Les « fleurs de murs » représentent les femmes algériennes liées à une culture qui les emprisonne en un ensemble de contraintes leur collant à la peau. Comme d’épais habits trop serrés, ces « murs » couvrent donc ainsi les « fleurs » que sont les femmes algériennes. Le « vent » qui souffle contre elles est celui d’un faux destin, sous lequel elles sont « lézardées » comme si cela leur infligeait des blessures, à travers ces « murs ». Ce faux destin que la culture algérienne a inventée et imposée aux femmes prend son sens dans la façon dont les hommes leur imposent le respect de mœurs comme des contraintes. Ces contraintes sont les fruits de cette culture et non pas de la volonté divine et d’un destin qui lierait à cette dernière les femmes algériennes. Les femmes algériennes sont donc ainsi « humiliées par le hasard », du fait que leurs blessures liées à ces contraintes imposées ne sont pas nécessaires du point de vue de Dieu (et de l’ordre naturel qu’Il a prévu). 

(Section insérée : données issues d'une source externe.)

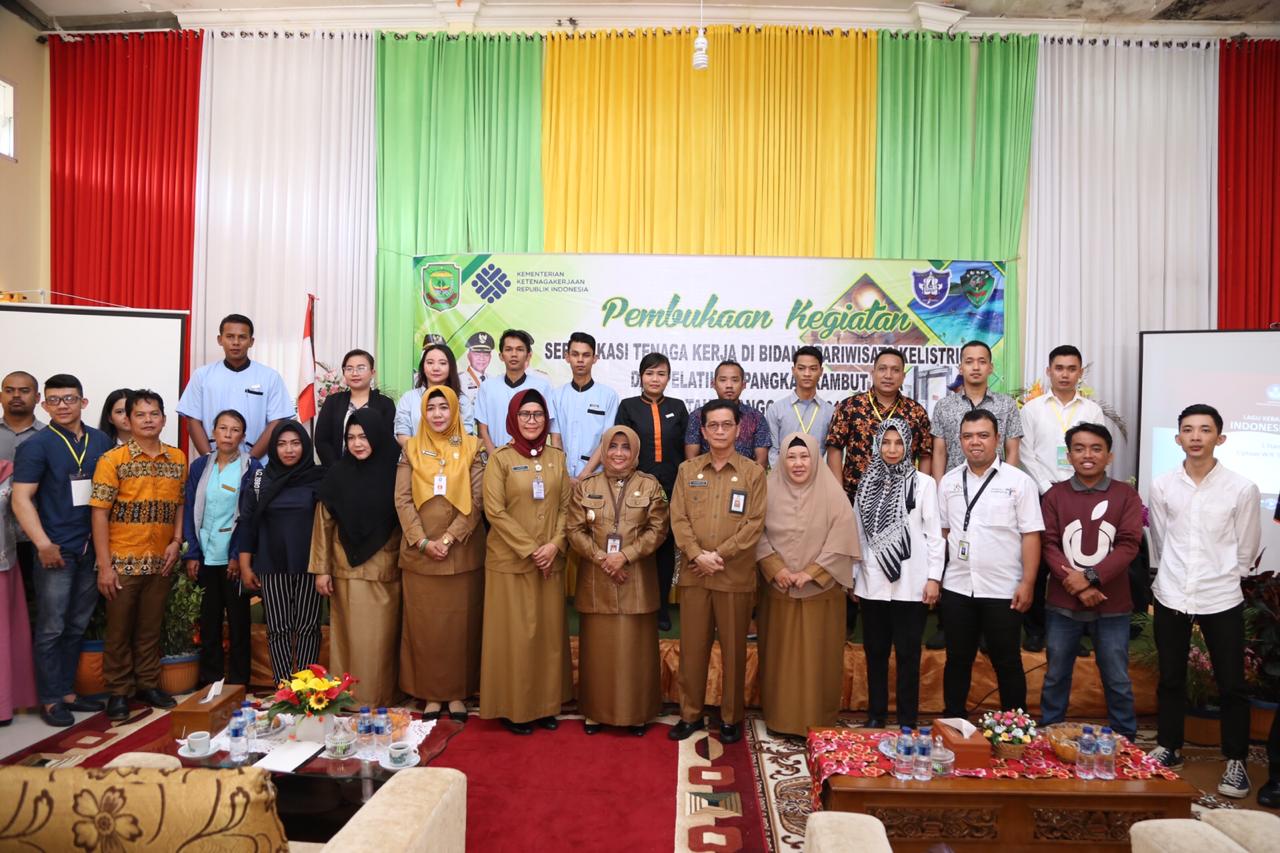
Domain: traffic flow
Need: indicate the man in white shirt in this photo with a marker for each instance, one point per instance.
(1205, 534)
(991, 519)
(1043, 451)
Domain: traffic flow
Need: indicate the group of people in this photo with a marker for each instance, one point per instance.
(439, 529)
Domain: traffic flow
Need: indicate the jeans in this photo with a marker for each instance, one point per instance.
(1224, 638)
(1001, 626)
(1111, 643)
(64, 603)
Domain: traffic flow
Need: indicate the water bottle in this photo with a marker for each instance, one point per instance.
(236, 734)
(1105, 763)
(1086, 753)
(924, 756)
(904, 763)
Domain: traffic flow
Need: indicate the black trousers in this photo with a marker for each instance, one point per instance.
(992, 619)
(897, 625)
(222, 596)
(1224, 638)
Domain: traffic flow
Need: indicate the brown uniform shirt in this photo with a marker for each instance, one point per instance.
(703, 518)
(435, 518)
(643, 527)
(519, 523)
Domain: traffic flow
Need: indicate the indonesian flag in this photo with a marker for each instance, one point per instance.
(307, 368)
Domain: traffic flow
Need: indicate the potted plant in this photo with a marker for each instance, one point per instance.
(179, 639)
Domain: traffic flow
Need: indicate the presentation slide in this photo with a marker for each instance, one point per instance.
(1238, 373)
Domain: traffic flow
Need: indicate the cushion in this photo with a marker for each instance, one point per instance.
(140, 808)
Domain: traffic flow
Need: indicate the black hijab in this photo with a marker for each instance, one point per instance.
(278, 475)
(361, 493)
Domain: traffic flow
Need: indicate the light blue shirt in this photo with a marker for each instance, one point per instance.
(494, 397)
(583, 416)
(408, 413)
(256, 392)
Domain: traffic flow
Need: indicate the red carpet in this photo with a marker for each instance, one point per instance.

Les « pans écroulés sur des odeurs de femmes » représentent les contraintes qui pèsent de façon oppressante dans leur quotidien et qui étouffent leurs « odeurs » , c'est-à-dire les parfums d'amour et de liberté qu'elles portent sur elles, au point qu'elles ont fini par n'en plus rien sentir et par en perdre ainsi le sens-même de l'amour et de la liberté, comme le souligne l'expression « avec pour péril l'instinct » .

Les « déserts » représentent ici le calme et la grandeur, qualités qui définissent bien les femmes algériennes aux yeux du poète. Mais c’est tout autrement que celles-ci éprouvent leur vie au quotidien dans leur culture et face aux hommes. Ces « déserts » qu’elles incarnent sont « trahis par des traces de sang », au sens où elles sont si réduites en importance et rabaissées à un rang inférieur qu’elles en gardent à l’intérieur de soi des blessures qui restent toujours vives. Cela remet donc en question la grandeur et le calme des femmes algériennes, que le poète voit comme des qualités qui leur sont propres et fidèles, ce qui est souligné par le mot « trahis » pour dire qu’il y a eu atteinte à cette fidélité de soi. Ainsi blessées dans leur grandeur et leur calme, la souffrance intérieure des femmes algériennes les conduit à se réfugier dans le rêve (impossible ?) d’une vie meilleure pour elles. C’est donc dans les « déserts » qu’elles incarnent que cette souffrance serait donc la représentation de « blessures caravanières aux bivouacs imaginaires », « caravanières » renvoyant donc à "ce qui conduit" et « bivouacs imaginaires » au refuge du rêve.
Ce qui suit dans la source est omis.